Thursday, April 5, 2012

Alyson Smith - "Swiss Cheese"

Alyson Smith's "Swiss Cheese" is about a girl named Brett that is a surgical intern at a hospital. When a trauma patient comes in fromt the local prison, she gets assigned to work with him. This brings up terrible memories about her own mother's murder and leads to a confrontation with both the man that assigns her to the prisoner and the prisoner himself.

I enjoyed the general plot of the piece. It was nothing earth-shattering, but at the same time, I have to admit that it was more enjoyable than I thought it was going to be. I'm glad you didn't go for the plot-twist that I expected and have the prisoner be her mother's murderer. I also love the facts that you threw into the piece: the cows fall to relax them before they die, the way lethan injections worked, etc.

There was also a lot of language used that seemed completely unnecessary to tell this story.
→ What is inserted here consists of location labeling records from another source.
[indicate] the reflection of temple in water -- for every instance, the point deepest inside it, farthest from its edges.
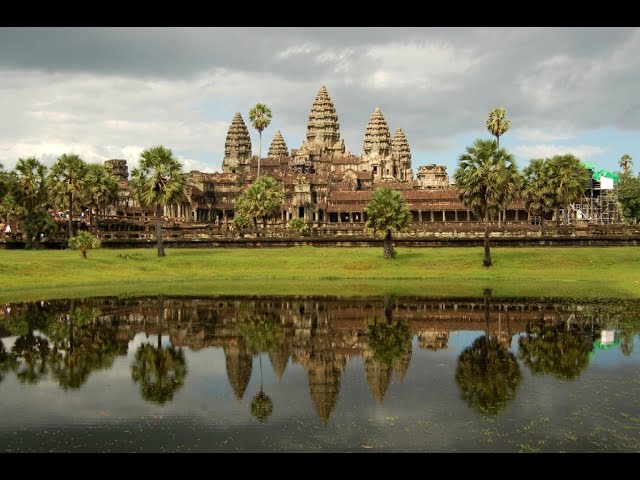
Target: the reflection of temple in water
(322, 336)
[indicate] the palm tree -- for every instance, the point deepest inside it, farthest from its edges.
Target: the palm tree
(387, 212)
(263, 199)
(260, 118)
(101, 188)
(625, 163)
(556, 349)
(4, 184)
(66, 179)
(487, 179)
(30, 192)
(537, 191)
(497, 123)
(158, 181)
(568, 179)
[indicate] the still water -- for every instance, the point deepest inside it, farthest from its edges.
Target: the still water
(319, 375)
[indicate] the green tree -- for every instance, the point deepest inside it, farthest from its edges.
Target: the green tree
(629, 196)
(31, 350)
(4, 182)
(263, 333)
(66, 180)
(568, 179)
(29, 189)
(387, 213)
(82, 344)
(262, 199)
(625, 163)
(299, 226)
(260, 118)
(84, 241)
(242, 223)
(101, 188)
(159, 370)
(487, 179)
(556, 349)
(497, 123)
(488, 375)
(537, 191)
(7, 361)
(158, 181)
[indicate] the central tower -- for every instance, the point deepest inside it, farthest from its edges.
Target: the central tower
(323, 132)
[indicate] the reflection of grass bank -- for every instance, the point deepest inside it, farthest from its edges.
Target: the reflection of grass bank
(579, 273)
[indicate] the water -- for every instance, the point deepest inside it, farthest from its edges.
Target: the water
(319, 375)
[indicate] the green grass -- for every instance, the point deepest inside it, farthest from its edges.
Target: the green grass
(577, 273)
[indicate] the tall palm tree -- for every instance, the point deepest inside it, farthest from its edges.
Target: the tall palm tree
(260, 118)
(158, 181)
(263, 199)
(30, 192)
(487, 179)
(101, 188)
(625, 163)
(538, 191)
(497, 123)
(568, 178)
(66, 178)
(387, 212)
(4, 184)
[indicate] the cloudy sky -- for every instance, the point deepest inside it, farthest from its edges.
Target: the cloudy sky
(111, 92)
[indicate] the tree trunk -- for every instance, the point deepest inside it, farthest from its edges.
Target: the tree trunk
(388, 245)
(486, 261)
(70, 233)
(259, 153)
(159, 230)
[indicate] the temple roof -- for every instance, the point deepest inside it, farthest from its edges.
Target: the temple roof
(238, 141)
(278, 146)
(400, 145)
(377, 138)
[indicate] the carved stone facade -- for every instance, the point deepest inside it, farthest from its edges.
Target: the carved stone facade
(432, 176)
(278, 146)
(321, 182)
(237, 147)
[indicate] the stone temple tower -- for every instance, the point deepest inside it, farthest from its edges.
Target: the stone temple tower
(376, 149)
(323, 131)
(401, 156)
(278, 146)
(237, 147)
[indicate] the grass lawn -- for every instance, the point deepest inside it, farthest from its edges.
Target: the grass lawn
(543, 272)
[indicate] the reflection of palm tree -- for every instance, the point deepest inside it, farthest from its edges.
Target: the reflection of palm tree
(81, 344)
(263, 333)
(261, 405)
(556, 349)
(7, 361)
(30, 352)
(159, 370)
(487, 373)
(390, 342)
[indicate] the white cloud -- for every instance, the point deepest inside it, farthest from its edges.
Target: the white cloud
(419, 65)
(549, 150)
(539, 135)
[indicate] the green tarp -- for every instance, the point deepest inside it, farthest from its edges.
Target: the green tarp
(605, 173)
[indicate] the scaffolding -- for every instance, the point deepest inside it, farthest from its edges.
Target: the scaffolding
(599, 206)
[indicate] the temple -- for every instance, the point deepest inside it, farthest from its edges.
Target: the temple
(322, 182)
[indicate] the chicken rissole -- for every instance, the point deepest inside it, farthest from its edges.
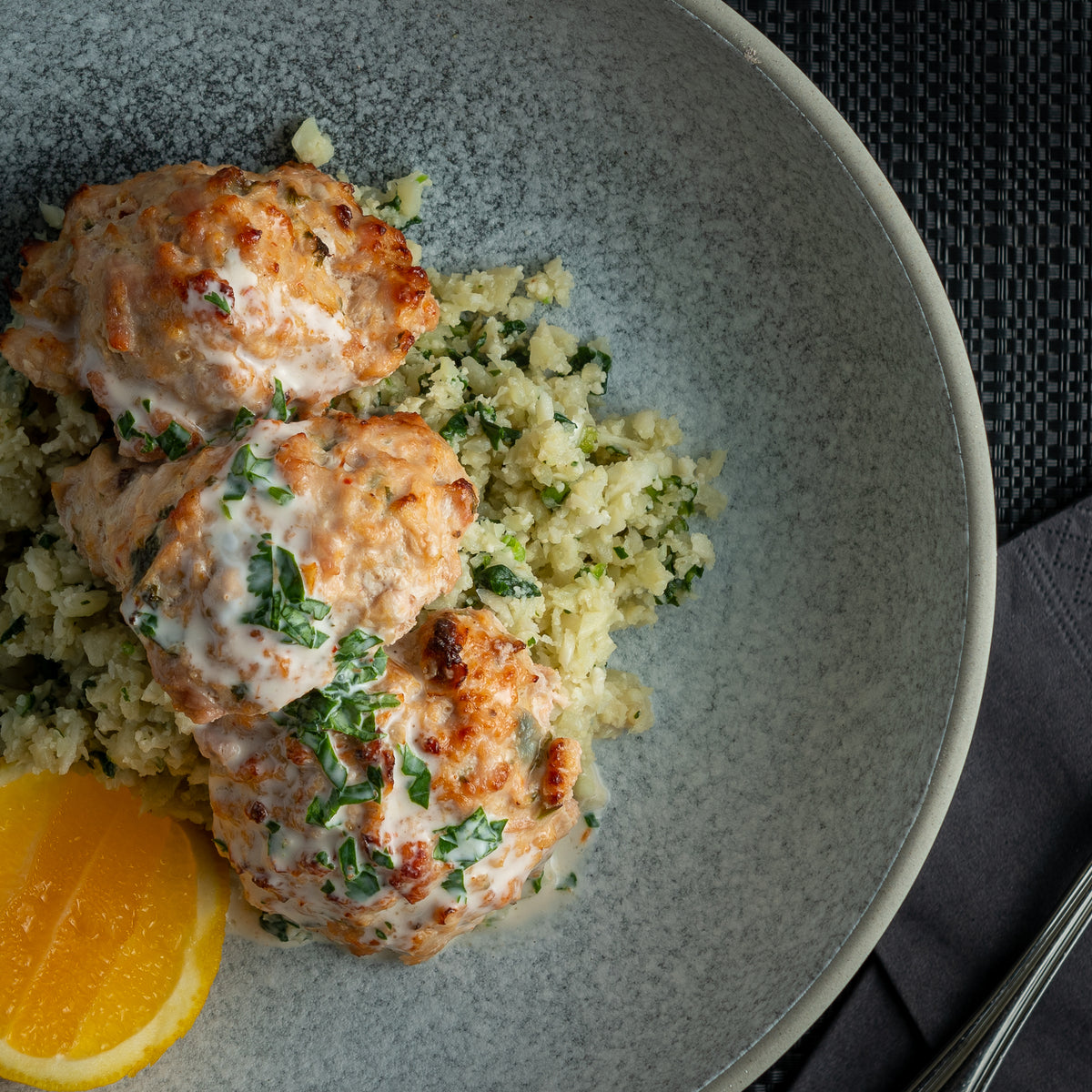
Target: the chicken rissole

It's particularly bad at the beggining where you are describing the surgery of the banana. It almost sounds here like you are trying to be a Victorian author with lines such as, "She frowned in concentration, her hands, slippery with inner fluids, tried desperately to salvage the ripped, yellowed flesh that was coming apart even as she attempted to pus the squishy innard back inside the swollen cavity." It's just too much, and it detracts from the overall understanding of your work.

Second, while I'm not saying it's unbelievable because I have no idea, I'd find it hard for people to be willing to go through an expensive twelve-hour surgery to help a man destined to die in a week anyway. I understand that hospitals are supposed to do whatever possible to help a patient, but I'm curious if the prison would bother rushing the man to the hospital. The entire incident would likely cost a couple thousand dollars, and I'm not sure the general public would be all that happy about such things.